Search

Perennial Wisdom

Updated: May 27, 2019



In the past several weeks, Fr. Richard Rohr, a Franciscan monk and spiritual director of the Center for Action and Contemplation (www.cac.org) has been writing about the origins and core teachings of all the major religious traditions, including Judaism, Eastern Christianity, Western Christianity, Hinduism, Buddhism, and Islam.

What has become apparent here is that despite what is currently taught by the authoritarian hierarchy within each tradition (e.g., the priesthood) and what is believed by most followers or adherents to the different religious traditions, the common thread throughout all these traditions is that there is no separation between what is perceived of as phenomena (including all of humanity and each individual) and the absolute.

This common thread or truth is also known as perennial wisdom, a term coined back in the 15th century by Agostino Steuco and elaborated on by many others.
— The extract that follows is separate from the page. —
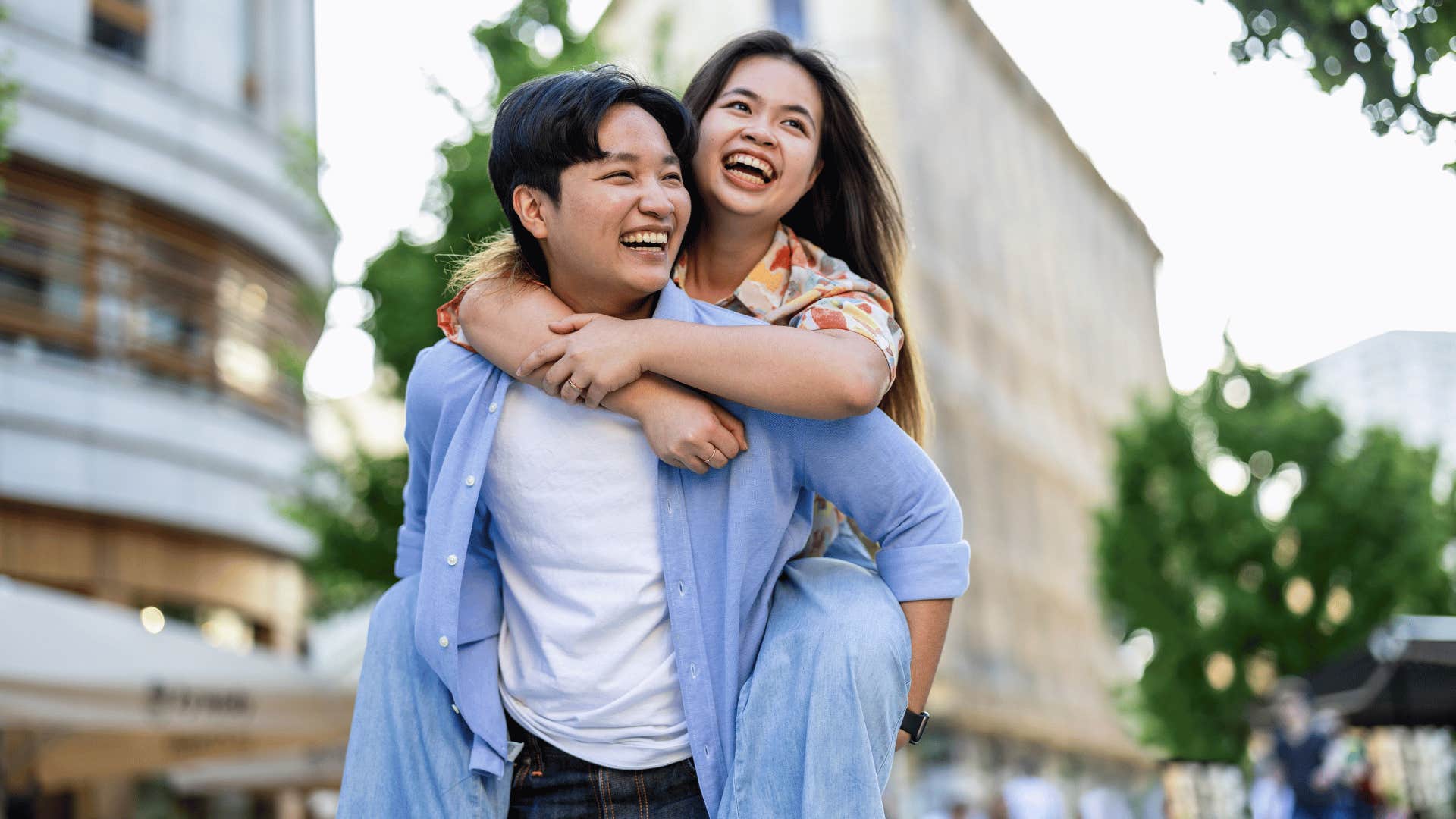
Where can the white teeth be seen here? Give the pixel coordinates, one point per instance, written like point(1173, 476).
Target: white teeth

(A shout out to my good friend Michael Kroth—www.profoundliving.live—who sent me a book titled Perennial Wisdom for the Spiritually Independent, which I highly recommend. The book is organized around five spiritually oriented questions: Who am I? Where did I come from? Where am I going? How shall I live? And Why? There is also an opening chapter that defines and explains the idea of perennial wisdom. Each section consists of a series of quotes pulled from a multiplicity of sources [e.g., St. Augustine; Tao Te Ching; the Qu’ran; the Bible; the Bhagavad Gita, and many more] all introduced by Rami Shapiro who provides an introduction to each section and annotations for each of the quotes.)